Whether you're selling houses or tomatoes, these are my five bits of wisdom that I think apply to any small business:
1. Know your product. Know everything you can about it. Read, read, and read some more. Google can be your best friend. Learning never stops.
2. Know people. Remember names. Get to know your customers, suppliers, and your competition. Sincerely ask how people are doing. Care. (Remember the names of kids and you'll get bonus points.)
3. Know your limits. You will never finish everything you want to finish in one day. You will never have all the money you think you need. The sooner you realize that everything needs to be broken down into manageable parts, the happier you'll be.
4. Know what has happened in the past. Keep a paper trail, or in today's world, a digital trail. Get organized. Don't reinvent the wheel. Whether you are completing a credit application or doing your taxes, scribbled notes on Post-Its don't cut it.
5. Know that someone is always watching. Think before you speak or act. In today's world, everything is shared. Make sure what's shared about your business is something that makes you proud.

Saturday, October 19, 2013

Spaghetti Squash, Mediterranean Style

As the seasons change, so do the fruits and vegetables we stock at Daisy Mae's Market. Our winter squashes are always popular, yet we still have customers who are unfamiliar with Spaghetti Squash and don't know how to prepare it. A couple years ago, we had fun making a short video showing how to make Mr. Daisy Mae's version of Spaghetti Squash, Mediterranean Style. Hope you enjoy it, and hope to see you soon at Findlay Market!

Wednesday, October 16, 2013

Anybody Really Can Cook!

Last Sunday we took part in the Fourth Annual Findlay Market Fall Festival. This event has grown each year, and this year's celebration featured farmers market specials, live music, pumpkin painting, and an Instagram Photo Hunt. Of all the activities, though, my personal favorite was the cooking demonstration and here's why:

1. Merchants shared their talents. Thanks to Sam and Mimi from Mimi's Gourmet Eggrolls, Barry from Daisy Mae's Market, and Debbie from Gramma Debbie's Kitchen for showing us how the professionals do it!

2. The community got involved.

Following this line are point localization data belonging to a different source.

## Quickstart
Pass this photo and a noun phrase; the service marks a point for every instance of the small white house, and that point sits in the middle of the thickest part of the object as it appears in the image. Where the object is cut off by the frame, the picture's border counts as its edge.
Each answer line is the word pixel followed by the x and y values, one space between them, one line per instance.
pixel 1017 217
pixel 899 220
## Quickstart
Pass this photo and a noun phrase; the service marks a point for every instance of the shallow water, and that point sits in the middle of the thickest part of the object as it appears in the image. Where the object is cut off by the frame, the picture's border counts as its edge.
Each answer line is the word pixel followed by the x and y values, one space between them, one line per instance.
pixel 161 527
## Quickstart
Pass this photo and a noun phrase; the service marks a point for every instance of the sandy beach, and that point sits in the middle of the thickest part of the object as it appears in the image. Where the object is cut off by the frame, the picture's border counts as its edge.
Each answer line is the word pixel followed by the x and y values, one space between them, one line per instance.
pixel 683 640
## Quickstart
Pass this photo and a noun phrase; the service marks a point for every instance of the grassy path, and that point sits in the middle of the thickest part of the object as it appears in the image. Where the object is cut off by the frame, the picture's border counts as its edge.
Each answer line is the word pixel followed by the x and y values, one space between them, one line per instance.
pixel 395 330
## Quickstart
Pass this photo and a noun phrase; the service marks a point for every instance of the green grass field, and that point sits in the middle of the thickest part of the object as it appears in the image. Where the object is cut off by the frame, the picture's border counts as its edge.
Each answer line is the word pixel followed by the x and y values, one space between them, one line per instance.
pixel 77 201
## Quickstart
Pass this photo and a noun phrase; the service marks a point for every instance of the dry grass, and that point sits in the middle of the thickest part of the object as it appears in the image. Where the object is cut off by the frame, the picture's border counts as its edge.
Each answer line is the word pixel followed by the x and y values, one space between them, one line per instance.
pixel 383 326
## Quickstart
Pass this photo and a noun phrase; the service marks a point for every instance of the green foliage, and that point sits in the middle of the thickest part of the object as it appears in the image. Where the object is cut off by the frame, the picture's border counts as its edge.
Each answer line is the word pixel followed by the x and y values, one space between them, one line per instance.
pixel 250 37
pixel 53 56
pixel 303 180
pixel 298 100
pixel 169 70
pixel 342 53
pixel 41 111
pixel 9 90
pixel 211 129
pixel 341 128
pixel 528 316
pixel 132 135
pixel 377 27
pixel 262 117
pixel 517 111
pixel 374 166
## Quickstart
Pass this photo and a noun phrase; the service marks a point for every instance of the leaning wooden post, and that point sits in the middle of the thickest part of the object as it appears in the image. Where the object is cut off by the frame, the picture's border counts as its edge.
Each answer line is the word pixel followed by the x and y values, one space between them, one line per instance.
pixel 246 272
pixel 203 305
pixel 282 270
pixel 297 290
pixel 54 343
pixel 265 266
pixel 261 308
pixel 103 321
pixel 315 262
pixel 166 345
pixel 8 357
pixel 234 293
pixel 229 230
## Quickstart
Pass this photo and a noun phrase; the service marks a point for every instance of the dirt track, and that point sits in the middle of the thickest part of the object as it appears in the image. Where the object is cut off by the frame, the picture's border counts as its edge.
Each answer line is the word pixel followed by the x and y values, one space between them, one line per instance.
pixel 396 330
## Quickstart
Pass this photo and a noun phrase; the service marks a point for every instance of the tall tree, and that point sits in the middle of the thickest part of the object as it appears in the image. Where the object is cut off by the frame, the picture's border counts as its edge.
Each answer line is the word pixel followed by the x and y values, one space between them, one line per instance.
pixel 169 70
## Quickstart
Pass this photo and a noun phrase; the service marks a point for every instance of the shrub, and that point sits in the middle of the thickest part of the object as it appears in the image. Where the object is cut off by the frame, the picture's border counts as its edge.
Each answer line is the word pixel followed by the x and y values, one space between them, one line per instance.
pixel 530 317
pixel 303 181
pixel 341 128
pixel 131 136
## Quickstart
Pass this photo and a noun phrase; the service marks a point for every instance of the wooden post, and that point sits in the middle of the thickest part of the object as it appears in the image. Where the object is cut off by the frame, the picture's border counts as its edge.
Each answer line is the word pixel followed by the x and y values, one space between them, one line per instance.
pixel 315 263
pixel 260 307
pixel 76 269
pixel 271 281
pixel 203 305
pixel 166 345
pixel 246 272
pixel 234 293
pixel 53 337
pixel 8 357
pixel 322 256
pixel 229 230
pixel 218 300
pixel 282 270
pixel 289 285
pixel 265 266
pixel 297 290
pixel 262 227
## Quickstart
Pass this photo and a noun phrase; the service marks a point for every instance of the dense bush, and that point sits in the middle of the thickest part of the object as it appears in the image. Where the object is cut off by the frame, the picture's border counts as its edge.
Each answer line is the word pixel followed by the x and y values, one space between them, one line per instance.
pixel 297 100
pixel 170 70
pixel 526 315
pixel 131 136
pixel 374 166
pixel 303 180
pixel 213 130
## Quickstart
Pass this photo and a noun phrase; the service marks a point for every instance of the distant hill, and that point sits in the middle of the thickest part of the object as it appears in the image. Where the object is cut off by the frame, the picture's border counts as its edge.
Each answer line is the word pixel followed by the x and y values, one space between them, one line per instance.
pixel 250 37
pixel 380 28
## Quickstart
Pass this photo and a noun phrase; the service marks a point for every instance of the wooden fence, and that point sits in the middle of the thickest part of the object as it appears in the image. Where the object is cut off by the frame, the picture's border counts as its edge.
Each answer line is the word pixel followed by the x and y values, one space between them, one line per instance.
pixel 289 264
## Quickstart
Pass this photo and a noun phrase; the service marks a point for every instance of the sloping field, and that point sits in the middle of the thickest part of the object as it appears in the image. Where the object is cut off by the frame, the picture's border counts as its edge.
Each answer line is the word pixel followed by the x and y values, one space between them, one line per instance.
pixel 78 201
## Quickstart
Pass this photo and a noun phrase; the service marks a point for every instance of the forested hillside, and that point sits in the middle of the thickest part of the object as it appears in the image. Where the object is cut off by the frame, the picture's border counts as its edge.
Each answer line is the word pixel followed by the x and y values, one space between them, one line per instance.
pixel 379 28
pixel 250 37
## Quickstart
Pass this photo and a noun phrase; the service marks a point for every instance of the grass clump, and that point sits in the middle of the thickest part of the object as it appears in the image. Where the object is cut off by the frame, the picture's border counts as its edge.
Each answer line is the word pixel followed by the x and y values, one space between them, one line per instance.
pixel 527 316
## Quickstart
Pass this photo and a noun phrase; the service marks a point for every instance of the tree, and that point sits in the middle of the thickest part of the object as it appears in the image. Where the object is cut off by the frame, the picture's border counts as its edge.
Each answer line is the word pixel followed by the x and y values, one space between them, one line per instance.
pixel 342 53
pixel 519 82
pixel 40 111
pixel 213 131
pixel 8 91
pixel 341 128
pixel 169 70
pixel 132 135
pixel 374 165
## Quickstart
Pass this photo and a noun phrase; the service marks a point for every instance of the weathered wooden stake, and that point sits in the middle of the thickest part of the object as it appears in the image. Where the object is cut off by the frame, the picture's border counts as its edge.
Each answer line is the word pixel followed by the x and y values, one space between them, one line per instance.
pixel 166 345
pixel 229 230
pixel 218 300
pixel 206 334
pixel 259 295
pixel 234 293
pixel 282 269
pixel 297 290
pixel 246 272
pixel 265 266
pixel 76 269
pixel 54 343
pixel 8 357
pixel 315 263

Brigitte Cordier from Anyone Can Cook, LLC demonstrated her pumpkin soup and even encouraged a few youngsters to help her stir the pot. Thanks, Brigitte!

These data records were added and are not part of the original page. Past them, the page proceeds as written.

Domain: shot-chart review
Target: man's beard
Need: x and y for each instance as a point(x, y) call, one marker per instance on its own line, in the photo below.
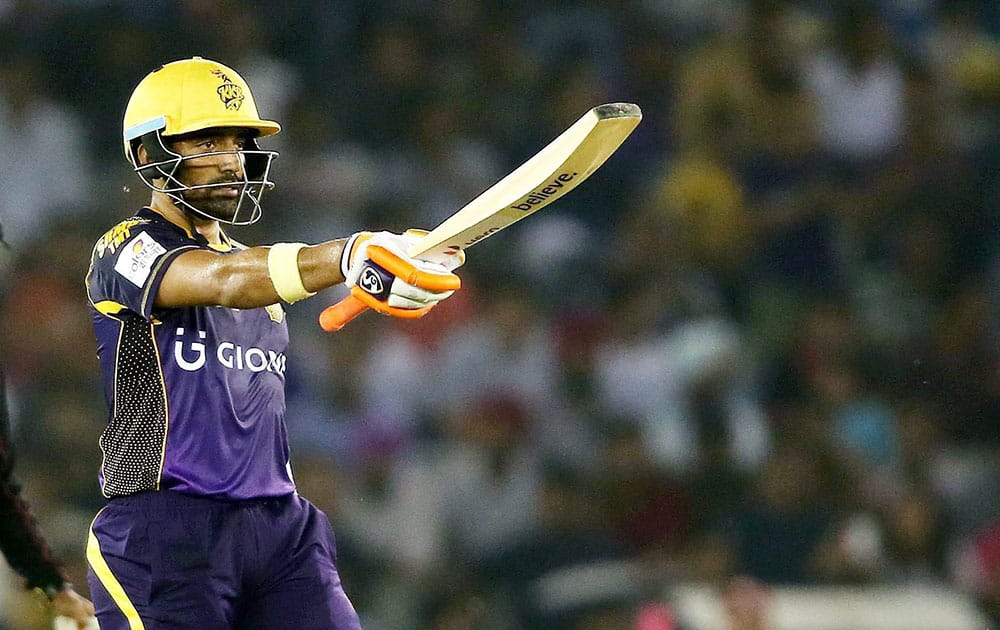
point(223, 208)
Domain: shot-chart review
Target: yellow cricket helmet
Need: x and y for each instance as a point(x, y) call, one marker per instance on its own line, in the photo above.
point(187, 96)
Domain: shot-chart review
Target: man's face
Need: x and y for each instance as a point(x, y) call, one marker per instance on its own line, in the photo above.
point(220, 201)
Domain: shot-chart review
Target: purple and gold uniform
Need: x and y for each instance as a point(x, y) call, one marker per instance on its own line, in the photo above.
point(196, 394)
point(203, 528)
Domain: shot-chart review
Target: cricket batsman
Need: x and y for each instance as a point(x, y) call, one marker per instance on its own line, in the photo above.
point(203, 527)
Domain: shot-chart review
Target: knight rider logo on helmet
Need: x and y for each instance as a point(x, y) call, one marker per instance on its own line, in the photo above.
point(230, 93)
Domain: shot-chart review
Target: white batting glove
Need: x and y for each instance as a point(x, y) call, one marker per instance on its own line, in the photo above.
point(392, 282)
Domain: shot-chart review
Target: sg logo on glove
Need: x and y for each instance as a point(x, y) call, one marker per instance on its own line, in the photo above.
point(375, 281)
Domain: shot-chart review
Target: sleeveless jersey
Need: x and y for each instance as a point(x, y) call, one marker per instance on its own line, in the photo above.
point(195, 395)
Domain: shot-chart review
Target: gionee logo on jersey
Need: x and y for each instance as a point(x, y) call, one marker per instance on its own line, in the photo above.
point(228, 354)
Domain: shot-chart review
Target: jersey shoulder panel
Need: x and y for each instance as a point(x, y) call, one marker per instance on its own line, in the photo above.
point(128, 262)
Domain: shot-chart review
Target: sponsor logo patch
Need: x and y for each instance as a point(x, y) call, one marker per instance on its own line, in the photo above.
point(137, 257)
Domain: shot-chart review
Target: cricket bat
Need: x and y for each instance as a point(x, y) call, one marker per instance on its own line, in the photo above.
point(548, 175)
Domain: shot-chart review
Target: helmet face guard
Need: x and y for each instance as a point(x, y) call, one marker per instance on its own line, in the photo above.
point(161, 175)
point(189, 96)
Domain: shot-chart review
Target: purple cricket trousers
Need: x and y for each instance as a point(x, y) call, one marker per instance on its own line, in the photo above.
point(160, 560)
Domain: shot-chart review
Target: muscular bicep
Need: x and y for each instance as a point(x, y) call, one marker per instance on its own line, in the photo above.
point(205, 278)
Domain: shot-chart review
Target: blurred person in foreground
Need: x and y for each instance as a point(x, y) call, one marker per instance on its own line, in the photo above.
point(203, 526)
point(23, 546)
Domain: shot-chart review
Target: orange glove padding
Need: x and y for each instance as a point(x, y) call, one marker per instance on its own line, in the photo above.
point(383, 276)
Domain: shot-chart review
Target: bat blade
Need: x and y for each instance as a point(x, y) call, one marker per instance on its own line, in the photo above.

3. Curious shoppers paused to listen and ask questions...and we hope to be inspired.

4. Hungry folks stopped by to enjoy the samples, talk about food, share a recipe, and complement the chefs.

We're excited about the idea of hosting more cooking demonstrations at Findlay Market. There's even talk of a shared community kitchen where budding chefs could try out their skills. Now wouldn't that give you another great reason to come see what's cooking at Findlay Market?

Sunday, October 6, 2013

The High Price of Honeycrisp Apples

I was floored when I read an article recently that mentioned that Honeycrisp apples were selling for $4.50 per pound in New York. Sure, they're delicious and seem to satisfy the pickiest apple-eater, but $4.50 a pound? Isn't that a little much? The writer went on to explain that Honeycrisp is a "designer apple" and the law of supply and demand has driven the price up.
At Daisy Mae's in Cincinnati, Ohio, Honeycrisp apples currently sell for $2 per pound. Yes, they are our most expensive apple, but that's because we pay a higher price to our supplier than we do for any other variety of apple. The popularity of the Honeycrisp has increased quicker than the trees can produce the fruit. For the teachers out there, an analysis of the price of the Honeycrisp in relation to its popularity  might be a perfect assignment for a basic economics class.
While I love a good Honeycrisp, I also enjoy many of the other varieties of apples such as Northern Spy, Mutsu, and Liberty. We're in the midst of one of the best apple crops in a long time so I hope you get out there and try a few. No matter the price, money spent on an apple is money well spent.